What does all of this mean for tax advisers?
The reforms have involved complex new laws and policies that regulate
the collection, use, and disclosure of tax information. These new laws
and policies have created, in turn, the need for professional advice on
the management of tax data. The result is a new (or newish) area of tax
practice, a subspecialty that mixes traditional law or accounting
matters with the complex technology issues related to, for example,
enhanced privacy and data protection needs and the new international
administrative agreements that have arisen in response to the
globalization of personal data.
Technological developments related to tax data include big data, data
analytics, artificial intelligence, and blockchain. Governments
increasingly use these tools to promote tax enforcement. The CRA, for
example, uses a data analytics program to detect undisclosed offshore
income. In response, the Big Four accounting firms (KPMG, PwC, Deloitte,
and Ernst & Young) may react to this development by trying to
reverse-engineer the government's audit technologies to better guard
their business clients against the risk of audit. (For example, a
taxpayer could identify a "red flag" that will get spotted by government
software and take steps to avoid this issue when engaged in tax
planning.) Business taxpayers can also deploy the new technologies to
help manage their tax functions (such as the use of big data and
artificial intelligence to help calculate arm's-length prices), and to
enhance overall efficiency and compliance.
As detailed above, the automatic exchange of big data under the CRS and
CbCR raises concerns about taxpayers' privacy and about governments'
access to trade secrets and other commercially confidential information.

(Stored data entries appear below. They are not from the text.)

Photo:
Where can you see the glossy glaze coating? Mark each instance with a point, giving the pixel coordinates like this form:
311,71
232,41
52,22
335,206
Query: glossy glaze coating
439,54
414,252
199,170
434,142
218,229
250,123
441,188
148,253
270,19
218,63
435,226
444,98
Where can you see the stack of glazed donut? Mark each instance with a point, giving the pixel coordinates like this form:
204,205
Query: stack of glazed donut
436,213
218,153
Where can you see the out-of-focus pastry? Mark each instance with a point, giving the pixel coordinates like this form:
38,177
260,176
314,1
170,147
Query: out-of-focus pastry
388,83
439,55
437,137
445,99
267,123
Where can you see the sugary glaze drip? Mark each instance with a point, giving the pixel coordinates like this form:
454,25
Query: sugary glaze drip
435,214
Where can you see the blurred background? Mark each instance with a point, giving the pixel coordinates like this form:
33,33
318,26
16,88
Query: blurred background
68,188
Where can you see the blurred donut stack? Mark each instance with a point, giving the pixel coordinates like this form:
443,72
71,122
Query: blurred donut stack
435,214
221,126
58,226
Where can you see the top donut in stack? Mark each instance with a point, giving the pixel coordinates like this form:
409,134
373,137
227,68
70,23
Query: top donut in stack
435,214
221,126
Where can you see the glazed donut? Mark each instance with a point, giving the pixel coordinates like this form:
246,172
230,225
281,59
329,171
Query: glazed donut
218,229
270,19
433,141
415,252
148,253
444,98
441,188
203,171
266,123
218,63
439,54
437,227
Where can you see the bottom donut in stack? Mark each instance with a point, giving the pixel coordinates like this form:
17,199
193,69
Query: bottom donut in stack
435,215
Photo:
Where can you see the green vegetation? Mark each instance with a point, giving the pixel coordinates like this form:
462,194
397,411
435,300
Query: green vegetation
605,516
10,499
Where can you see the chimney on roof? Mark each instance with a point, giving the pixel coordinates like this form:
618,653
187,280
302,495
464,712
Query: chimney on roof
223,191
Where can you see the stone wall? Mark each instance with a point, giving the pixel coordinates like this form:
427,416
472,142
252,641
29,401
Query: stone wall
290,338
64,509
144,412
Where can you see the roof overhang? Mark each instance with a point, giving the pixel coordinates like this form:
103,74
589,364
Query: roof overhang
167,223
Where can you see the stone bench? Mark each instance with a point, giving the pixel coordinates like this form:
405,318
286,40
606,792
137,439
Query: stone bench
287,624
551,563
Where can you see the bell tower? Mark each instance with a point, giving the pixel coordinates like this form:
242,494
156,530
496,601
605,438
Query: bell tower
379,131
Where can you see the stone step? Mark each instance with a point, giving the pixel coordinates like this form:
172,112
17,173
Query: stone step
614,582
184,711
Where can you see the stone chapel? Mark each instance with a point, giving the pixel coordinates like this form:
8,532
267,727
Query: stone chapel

Therefore, tax advisers practising in this area need to have an
understanding of privacy and data protection laws that goes beyond the
Income Tax Act; they need to be equipped to discern, for example,
whether a client's data were lawfully collected. A relevant statute in
this regard, for instance, is the Personal Information Protection and
Electronic Documents Act, which governs how information is collected in
the private sector and mandates that businesses must receive a
customer's consent before collecting that individual's personal
information. Another statute, the Privacy Act, governs how federal
government agencies, such as the CRA, can lawfully share personal
information, including taxpayer data, with other agencies. When should a
taxpayer accede to a tax authority's or other government official's
demand for information? Should the government, in its efforts to secure
taxpayers' information, be able to rely on tax data stolen during data
leaks? As governments seek ever more access to tax information,
taxpayers, not surprisingly, are increasingly concerned with maintaining
solicitor-client privilege in dealing with their legal advisers.
A final area of concern for tax advisers is the intricate new global tax
administration agreements that are being overlaid on an already complex
system of law. The administrative agreements that govern the CRS and
CbCR help determine what data can be legally collected and what privacy
and technology protections must be in place before any cross-border
exchange of information can occur. Tax advisers need to vet these
agreements and determine whether the taxpayers they serve will require
new cross-border business structures in order to remain compliant. In a
world where data is the "new oil," tax advisers are increasingly called
on to promote and protect their clients' interests by advising on the
collection, use, and disclosure of tax information.